Intendiamoci. Non e’ che gli incontri B2B, i temporary export manager e le missioni siano negative in se’. Semplicemente, spesso non rispondono alle necessita’ reali delle impresela prima delle quali e’ il cambio radicale di mentalita. Senza tale cambio, il resto non serve a niente – anzi, fa pure perdere tempo e denaro.

La societa’ di consulenza diligente dovrebbe cominciare proprio dalla mentalita’, perche’ senno’ tutto si riduce ad ore di consulenza.

E se l’impresa non vuole proprio capire? Allora il consulente deve mettere le carte in tavola: Io faccio semplicemente quanto richiesto, ma solo di quello rispondo – ti do un’analisi dei paesi piu’ favorevoli al tuo export come richiesto, punto.

 

Export e societa' di consulenza per l'internazionalizzazione
Quante occasioni di export ed internazionalizzazione sono state perdute dalle aziende?

LE OCCASIONI PERDUTE DEGLI ANNI CHE FURONO

Diciamocelo: di occasioni per l’export e l’internazionalizzazione ce ne sono state tante – anni fa. Era il periodo in cui, anche nel mercato interno, bastava mettere su un’impresa e si lavorava, il periodo in cui i dipendenti si licenziavano per fondare le loro aziende.

Il mercato estero c’era anche allora; anzi, era anche piu’ propizio. Ma richiedeva impegno – e gli imprenditori dovevano fare girare le macchine, non avevano tempo per pensare alle “avventure” lontane.

E cosi’ tante imprese che avrebbero potuto esportare l’hanno fatto solo come attivita’ collaterale.
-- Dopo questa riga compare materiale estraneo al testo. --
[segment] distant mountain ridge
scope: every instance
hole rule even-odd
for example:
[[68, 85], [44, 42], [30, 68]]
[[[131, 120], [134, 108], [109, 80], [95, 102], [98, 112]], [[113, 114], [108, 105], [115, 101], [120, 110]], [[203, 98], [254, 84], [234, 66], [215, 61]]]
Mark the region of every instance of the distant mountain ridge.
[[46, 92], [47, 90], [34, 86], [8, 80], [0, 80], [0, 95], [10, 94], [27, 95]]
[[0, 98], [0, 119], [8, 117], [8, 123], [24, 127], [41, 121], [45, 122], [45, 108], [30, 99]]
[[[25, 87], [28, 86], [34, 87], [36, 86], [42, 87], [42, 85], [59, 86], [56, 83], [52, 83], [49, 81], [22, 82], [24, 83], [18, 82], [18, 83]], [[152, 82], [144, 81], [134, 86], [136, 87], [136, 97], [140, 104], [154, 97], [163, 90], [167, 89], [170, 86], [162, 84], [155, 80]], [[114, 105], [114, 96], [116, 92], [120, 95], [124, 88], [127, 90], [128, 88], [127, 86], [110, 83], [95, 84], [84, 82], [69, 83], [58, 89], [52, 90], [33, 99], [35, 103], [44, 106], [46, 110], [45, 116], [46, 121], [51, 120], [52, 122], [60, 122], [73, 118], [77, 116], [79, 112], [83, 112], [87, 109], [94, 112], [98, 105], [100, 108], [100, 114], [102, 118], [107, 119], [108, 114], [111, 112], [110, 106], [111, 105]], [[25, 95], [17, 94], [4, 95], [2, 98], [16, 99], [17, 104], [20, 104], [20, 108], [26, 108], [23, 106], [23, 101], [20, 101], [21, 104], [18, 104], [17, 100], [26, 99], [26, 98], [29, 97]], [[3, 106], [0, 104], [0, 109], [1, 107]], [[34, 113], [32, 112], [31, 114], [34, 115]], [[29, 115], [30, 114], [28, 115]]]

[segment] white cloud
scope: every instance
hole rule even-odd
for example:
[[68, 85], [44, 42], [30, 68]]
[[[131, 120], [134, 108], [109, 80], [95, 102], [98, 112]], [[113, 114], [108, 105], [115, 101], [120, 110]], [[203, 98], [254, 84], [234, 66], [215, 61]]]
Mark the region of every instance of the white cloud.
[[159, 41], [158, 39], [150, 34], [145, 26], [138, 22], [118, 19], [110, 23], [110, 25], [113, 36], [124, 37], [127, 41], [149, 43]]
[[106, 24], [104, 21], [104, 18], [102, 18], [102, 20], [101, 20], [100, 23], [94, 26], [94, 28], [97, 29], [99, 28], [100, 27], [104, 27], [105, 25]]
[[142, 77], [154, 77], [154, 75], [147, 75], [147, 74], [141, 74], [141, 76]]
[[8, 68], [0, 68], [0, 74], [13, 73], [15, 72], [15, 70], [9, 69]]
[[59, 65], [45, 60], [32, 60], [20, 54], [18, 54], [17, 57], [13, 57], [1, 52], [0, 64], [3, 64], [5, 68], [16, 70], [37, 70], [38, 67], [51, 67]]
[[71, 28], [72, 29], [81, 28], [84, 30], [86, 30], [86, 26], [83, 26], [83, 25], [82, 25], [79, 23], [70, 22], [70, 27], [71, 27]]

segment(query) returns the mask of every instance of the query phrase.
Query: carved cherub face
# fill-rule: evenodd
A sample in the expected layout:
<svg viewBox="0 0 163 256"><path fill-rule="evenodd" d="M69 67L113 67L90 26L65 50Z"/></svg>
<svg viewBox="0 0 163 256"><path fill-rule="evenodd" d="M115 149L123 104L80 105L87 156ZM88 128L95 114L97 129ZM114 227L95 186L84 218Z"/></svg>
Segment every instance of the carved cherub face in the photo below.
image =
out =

Peggio ancora, mai si sono preoccupate – anche quando vendevano parecchio all’estero – di organizzarsi per quella che ora si chiama internazionalizzazione: rendere l’impresa in grado di affrontare sistematicamente i mercati esteri.

Consulenze di export ed internazionalizzazione - non sempre sono adeguate
Quante societa’ di consulenza sono entrate nell’arena dell’internazionalizzazione perche’ trendy?

Di societa’ di consulenza per l’internazionalizzazione ce n’erano ben poche – le altre facevano (fino a “ieri”) altri generi di consulenza o sono nate dopo, quando l’internazionalizzazione e’ diventata trendy.

Il risultato?

Ci ritroviamo con una marea di aziende che non hanno la minima idea – tantomeno la propensione e lo spirito – di come esportare. Ci ritroviamo anche con schiere di societa’ di consulenza che nel mare dell’internazionalizzazione ci sono saltate dentro a pie’ pari quando la cosa e’ diventata trendy. Ci ritroviamo infine con oceani di studi – o assimilabili – che fanno anche internazionalizzazione perche’ … e’ trendy.

 

LA FIERA DELL’INTERNAZIONALIZZAZIONE

In Italia, paese altamente burocratizzato e statalista, paese dove troppe imprese si sono abituate a dipendere da sovvenzioni e simili, sono spuntati i mitici voucher per l’internazionalizzazione; questi ultimi sono collegati ai temporary export manager (TEM) “formato” burocrazia italiana – che stanno ai temporary export manager di tutto il resto del mondo come l’anti-materia sta alla materia.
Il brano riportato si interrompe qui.